然而回到自己真正的家——夏家祖宅,倒是让千秋恶心了半天。
有时候千秋真想问问那群老得快进棺材的老东西们,是不是自己力不从心也非要给别人也折磨到不|举才算完。
招待招待某些如花似玉的名门闺秀,夏千秋倒还不是很厌恶。
可这不代表他来者不拒,什么货色都能往他床上送啊?
什么段家的儿媳,什么何家的太太,什么陆家的少爷……
一个是有夫之妇,一个是快五十岁的寡妇,还有一个虽然名为少爷,可又是秃顶又是狐臭又是啤酒肚!
千秋想想都觉得反胃。
lc的头牌牛郎小妖,也跟他一样声名在外,魅惑逼人,可人家好歹还可以挑选女客,拒接男客呢。小妖接客的收入被公司抽成后都进了自己的腰包,他呢,费尽心力陪了一个又一个,照应的都是家族生意,除了给那群老不死养得面色红润、活得更来劲儿,自己倒是一点好处也捞不到。这样比来,他真是活得连个牛郎都不如。
所以当那群老东西又意有所指地说什么最近和秦家要有合作久谈不下啊,秦家如何如何,秦家的三小姐如何如何,千秋就果断怒了。故意听不懂他们的旁敲侧击。专心致志地跟老家伙们打太极。
终于有个老不死跟他绕不起,直截了当地敲打他:“千秋,你是长房长孙,家族嫡子,家中养你这么大,你也总应该为家族尽心尽力才是!”
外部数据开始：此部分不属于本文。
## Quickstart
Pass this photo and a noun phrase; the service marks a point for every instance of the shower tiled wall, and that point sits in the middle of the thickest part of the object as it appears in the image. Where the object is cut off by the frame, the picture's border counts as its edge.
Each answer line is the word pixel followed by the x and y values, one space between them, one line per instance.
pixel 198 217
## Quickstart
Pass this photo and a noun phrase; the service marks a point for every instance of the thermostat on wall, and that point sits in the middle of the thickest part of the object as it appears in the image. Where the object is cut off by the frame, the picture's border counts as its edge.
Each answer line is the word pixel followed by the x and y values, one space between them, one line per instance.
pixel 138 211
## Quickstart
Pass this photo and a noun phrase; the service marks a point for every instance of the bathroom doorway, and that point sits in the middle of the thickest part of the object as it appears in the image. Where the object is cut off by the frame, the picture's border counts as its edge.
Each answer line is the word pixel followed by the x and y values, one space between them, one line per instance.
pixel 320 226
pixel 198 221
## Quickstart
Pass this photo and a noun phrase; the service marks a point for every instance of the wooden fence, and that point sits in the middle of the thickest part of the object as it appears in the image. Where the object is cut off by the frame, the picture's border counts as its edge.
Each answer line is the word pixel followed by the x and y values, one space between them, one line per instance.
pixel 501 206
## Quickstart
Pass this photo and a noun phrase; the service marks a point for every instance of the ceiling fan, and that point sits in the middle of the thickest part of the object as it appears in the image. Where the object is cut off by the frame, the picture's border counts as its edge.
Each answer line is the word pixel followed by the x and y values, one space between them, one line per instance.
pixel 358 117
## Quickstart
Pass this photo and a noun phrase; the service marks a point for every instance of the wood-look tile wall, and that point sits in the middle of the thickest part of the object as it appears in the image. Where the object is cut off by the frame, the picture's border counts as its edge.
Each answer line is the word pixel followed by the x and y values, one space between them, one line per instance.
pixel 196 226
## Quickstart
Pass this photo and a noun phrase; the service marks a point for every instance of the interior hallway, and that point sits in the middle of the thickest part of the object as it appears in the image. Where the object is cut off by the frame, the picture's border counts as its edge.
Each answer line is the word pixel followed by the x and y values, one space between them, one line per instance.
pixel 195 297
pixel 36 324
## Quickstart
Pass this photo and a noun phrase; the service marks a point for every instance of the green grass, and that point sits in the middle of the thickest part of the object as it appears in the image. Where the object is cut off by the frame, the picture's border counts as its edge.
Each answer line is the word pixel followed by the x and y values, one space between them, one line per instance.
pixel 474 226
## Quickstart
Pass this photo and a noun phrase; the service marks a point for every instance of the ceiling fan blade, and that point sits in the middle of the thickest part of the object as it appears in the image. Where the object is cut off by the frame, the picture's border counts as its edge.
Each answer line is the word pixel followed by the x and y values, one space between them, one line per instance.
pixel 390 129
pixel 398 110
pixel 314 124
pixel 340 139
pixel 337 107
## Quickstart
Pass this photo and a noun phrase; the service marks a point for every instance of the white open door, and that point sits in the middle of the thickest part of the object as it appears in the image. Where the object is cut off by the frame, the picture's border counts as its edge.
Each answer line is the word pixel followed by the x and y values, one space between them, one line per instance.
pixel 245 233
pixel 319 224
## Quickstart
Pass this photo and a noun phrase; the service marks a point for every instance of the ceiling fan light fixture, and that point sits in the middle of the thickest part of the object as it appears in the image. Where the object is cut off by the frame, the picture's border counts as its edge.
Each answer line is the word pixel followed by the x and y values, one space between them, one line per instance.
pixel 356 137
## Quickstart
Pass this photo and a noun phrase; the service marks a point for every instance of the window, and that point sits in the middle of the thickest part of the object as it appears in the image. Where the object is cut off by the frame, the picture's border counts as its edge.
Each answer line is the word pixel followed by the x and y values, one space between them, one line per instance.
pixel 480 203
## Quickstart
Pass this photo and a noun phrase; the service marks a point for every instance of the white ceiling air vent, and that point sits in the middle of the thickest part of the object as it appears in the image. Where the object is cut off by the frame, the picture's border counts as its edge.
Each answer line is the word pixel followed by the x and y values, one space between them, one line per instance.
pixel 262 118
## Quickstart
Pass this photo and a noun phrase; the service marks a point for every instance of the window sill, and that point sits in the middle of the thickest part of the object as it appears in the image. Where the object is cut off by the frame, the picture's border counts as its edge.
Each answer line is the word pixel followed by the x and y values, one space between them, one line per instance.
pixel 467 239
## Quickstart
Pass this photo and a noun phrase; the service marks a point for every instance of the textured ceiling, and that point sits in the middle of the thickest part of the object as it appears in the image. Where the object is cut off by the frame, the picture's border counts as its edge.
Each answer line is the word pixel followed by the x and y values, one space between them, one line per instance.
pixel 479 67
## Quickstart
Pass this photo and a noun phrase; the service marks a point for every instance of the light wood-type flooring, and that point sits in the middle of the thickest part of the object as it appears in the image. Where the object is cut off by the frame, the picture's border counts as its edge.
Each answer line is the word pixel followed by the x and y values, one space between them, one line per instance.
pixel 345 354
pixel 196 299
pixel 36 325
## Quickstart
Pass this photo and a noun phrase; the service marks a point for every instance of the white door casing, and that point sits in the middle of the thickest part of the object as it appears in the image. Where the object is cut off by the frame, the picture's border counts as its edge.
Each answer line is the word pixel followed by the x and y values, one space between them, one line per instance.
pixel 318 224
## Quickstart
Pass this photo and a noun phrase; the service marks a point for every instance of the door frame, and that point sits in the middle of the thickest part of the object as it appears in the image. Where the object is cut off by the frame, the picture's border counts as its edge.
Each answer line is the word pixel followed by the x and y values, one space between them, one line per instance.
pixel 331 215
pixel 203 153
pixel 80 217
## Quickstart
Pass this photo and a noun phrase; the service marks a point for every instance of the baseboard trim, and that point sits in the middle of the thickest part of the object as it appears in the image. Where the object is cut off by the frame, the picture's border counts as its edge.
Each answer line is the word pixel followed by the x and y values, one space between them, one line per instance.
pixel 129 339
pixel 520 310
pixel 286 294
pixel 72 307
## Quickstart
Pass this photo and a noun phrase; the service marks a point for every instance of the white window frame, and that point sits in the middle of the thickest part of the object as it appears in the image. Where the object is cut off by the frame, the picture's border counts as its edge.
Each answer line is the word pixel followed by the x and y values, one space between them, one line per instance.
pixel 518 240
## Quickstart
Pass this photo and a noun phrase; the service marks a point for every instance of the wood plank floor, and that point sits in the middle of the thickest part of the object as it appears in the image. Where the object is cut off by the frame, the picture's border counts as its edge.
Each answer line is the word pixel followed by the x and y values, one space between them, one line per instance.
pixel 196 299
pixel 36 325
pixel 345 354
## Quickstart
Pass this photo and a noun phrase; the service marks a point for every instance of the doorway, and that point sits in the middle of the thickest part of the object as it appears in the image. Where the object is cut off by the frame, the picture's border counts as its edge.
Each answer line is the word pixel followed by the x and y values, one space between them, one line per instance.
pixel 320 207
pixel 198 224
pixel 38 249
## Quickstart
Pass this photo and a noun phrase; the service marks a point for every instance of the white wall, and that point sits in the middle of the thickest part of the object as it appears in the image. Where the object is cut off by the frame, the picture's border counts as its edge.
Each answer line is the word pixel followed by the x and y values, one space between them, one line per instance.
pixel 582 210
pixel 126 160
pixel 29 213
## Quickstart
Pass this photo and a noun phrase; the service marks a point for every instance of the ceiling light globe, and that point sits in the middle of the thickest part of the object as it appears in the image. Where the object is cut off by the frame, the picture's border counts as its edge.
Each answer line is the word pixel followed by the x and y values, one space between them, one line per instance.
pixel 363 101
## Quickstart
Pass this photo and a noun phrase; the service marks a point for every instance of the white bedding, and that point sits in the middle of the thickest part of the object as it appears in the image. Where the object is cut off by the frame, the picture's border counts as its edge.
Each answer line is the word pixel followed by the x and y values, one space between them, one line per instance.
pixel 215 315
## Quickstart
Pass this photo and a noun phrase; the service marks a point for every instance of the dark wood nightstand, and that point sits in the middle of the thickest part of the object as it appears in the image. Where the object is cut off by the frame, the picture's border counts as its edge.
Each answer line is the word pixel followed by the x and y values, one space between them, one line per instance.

千秋凤眼一瞥,唇角勾起一个讥笑,毫不留情地回击:“表叔公教训的是。可三小姐才15岁,若真由千秋‘招待’……千秋只怕‘招待’不周。”
说是15岁,周岁可能还不到14岁。千秋冷笑,毛都没长齐的小孩子都要塞给我么,也不怕夏家长孙被判强|奸罪!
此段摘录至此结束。